GithubHelp home page GithubHelp logo

lijingwang / dssg-reglab-public Goto Github PK

View Code? Open in Web Editor NEW

This project forked from stanforddatascience/dssg-reglab-public

0.0 1.0 0.0 12.98 MB

Python 0.55% Jupyter Notebook 99.45% Shell 0.01%

dssg-reglab-public's Introduction

Data Science for Social Good + RegLab

Team members: Seiji Eicher, David Kang, Sandy Lee

Overview

This is the GitHub repository for Stanford DSSG2020 RegLab Project. Our goal is to use machine learning and deep model techniques to locate possible expansion of Concentrated Animal Farming Operations (CAFO). This is done in two steps: (1) applying machine learning and deep model techniques to identify and segment CAFOs from satellite images and (2) detecting progression of CAFOs by comparing their predicted masks from different dates.

Our report contains a detailed summary of the project.

Environment

All of the necessary environment information is stored in the environment.yml file. The environment could then be activated by

conda activate dssg

Dev Setup

We are using a Microsoft VM. See Slack Channel for more details.
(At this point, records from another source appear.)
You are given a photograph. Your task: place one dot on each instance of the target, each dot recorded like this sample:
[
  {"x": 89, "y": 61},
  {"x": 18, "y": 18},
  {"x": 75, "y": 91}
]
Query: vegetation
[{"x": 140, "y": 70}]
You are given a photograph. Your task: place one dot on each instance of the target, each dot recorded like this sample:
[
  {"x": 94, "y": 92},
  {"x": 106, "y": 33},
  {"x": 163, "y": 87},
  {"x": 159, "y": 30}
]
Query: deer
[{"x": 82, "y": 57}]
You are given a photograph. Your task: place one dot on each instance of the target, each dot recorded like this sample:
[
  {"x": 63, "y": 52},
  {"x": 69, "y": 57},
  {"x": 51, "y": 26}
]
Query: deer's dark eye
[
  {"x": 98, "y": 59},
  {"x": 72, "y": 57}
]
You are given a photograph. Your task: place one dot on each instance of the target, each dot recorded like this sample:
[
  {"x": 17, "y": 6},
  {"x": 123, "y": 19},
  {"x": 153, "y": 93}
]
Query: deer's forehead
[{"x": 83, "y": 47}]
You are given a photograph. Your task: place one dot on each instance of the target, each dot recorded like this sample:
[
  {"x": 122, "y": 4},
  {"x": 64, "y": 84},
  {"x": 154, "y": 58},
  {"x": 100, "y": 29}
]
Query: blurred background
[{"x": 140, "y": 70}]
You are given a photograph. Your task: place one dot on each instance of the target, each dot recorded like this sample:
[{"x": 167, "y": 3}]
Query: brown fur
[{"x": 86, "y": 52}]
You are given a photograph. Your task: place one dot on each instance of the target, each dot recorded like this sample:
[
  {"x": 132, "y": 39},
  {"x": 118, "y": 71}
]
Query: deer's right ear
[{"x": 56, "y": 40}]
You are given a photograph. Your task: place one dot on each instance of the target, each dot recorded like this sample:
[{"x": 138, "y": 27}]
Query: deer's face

Accessing Jupyter Notebooks

After running

jupyter notebook

Point your browser at https://13.82.199.8:8000/

Data

Our data is available on the VM.

  • 112 satellite images of CAFO locations in Illinois with masks ('ground truth' labels)
  • 229 coordinates of suspected CAFO locations from Illinois
  • 2000 coordinates of suspected CAFO locations from Iowa
  • Microsoft building footprint polygon geometries in Illinois and Iowa

The data used to train the model is currently in 'datadrive/data/raw/ground_truth/'. The Driven Data dataset can be found in 'datadrive/train/'. Images to build the null distribution can be found in 'datadrive/data/raw/planet_images_il-2019-07/' and 'datadrive/data/raw/planet_images_il-2020-07/'.

Data Preprocessing

Before training our model, we need to preprocess the data in order to get an input suitable for the model. We use the Planet API to download satellite images of CAFO coordinates. We then create masks for the satellite images using the Microsoft building footprint shapefiles; this is our artificial 'ground truth' labels. /data_access_script directory contains the scripts used for data preprocessing.

Transfer Learning

The transfer learning script can be run by running the shell script in segmentation/script/driven_script.sh. Parameters can be shifted in the shell file. The DrivenData dataset is currently in 'datadrive/train/masks' and 'datadrive/train/images'.

Model/Training

For baseline image segmenation, we use the PCA and K-means algorithms. The scripts for running these algorithms on our satellite imagery are available in /notebooks. Our main model is the UNet fully convolutional network. The model can be found in segmenation/models. The training all occurs in a Jupyter Notebook due to the relative speed of training (~20-30 minutes) and can be found in segmentation/notebooks/cafo_segmentation_training.ipynb.

Prediction

We take the trained model, and generate prediction masks for Illinois CAFO locations at different time points. Then, we compare predicted masks of a location with progression using various metrics, and comparing these numbers with metrics from locations with no progression (i.e., a null distribution). The file used to generate the null can be found in segmentation/notebooks/calculating_null.ipynb, and the file used to assess the null can be found in segmentation/notebooks/assessing_null_on_progressed_images.ipynb. Test set prediciton occurs in the file segmentation/notebooks/segmenter_test_set_evaluation.ipynb

Adding new images to training

First, to gather images from Planet use the planet_images_downloader.ipynb. Then create the corresponding masks with the Microsoft Building Footprints. Then these two pairs need to be converted into pickle files in order to be placed into /datadrive/data/raw/ground_truth as part of the dataset. The process to do this can be seen in segmentation/notebooks/converting_tiff_to_pickle_for_training.ipynb. What is required is the directory of satellite images and their tiff files, and the directory of corresponding masks, which is a single pickle file with the directory of the aforementioned images as the key and the masks as the value. The new pickle files generate are dictionaries with the following format

'image' : PIL image of the specified tiff file
'masks'
    'CAFO Shed' : A tensor of the size of the original image corresponding with pixels equal to 1 in the mask.
    'BACKGROUND': A tensor of the size of the original image corresponding with pixels equal to 0 in the mask.
    'Lagoon' : Saved as a zero tensor of the shape of the tiff file. Largely ignored

Future Use Cases

  1. General Building Permit Violations (e.g. expansion of in-law apartments in San Francisco): A Building Footprint Change Point detection model will likely be useful in many other applications where building expansion over time is unpermitted or non-compliant. One example might be unpermitted expansion of in-law apartments in San Francisco.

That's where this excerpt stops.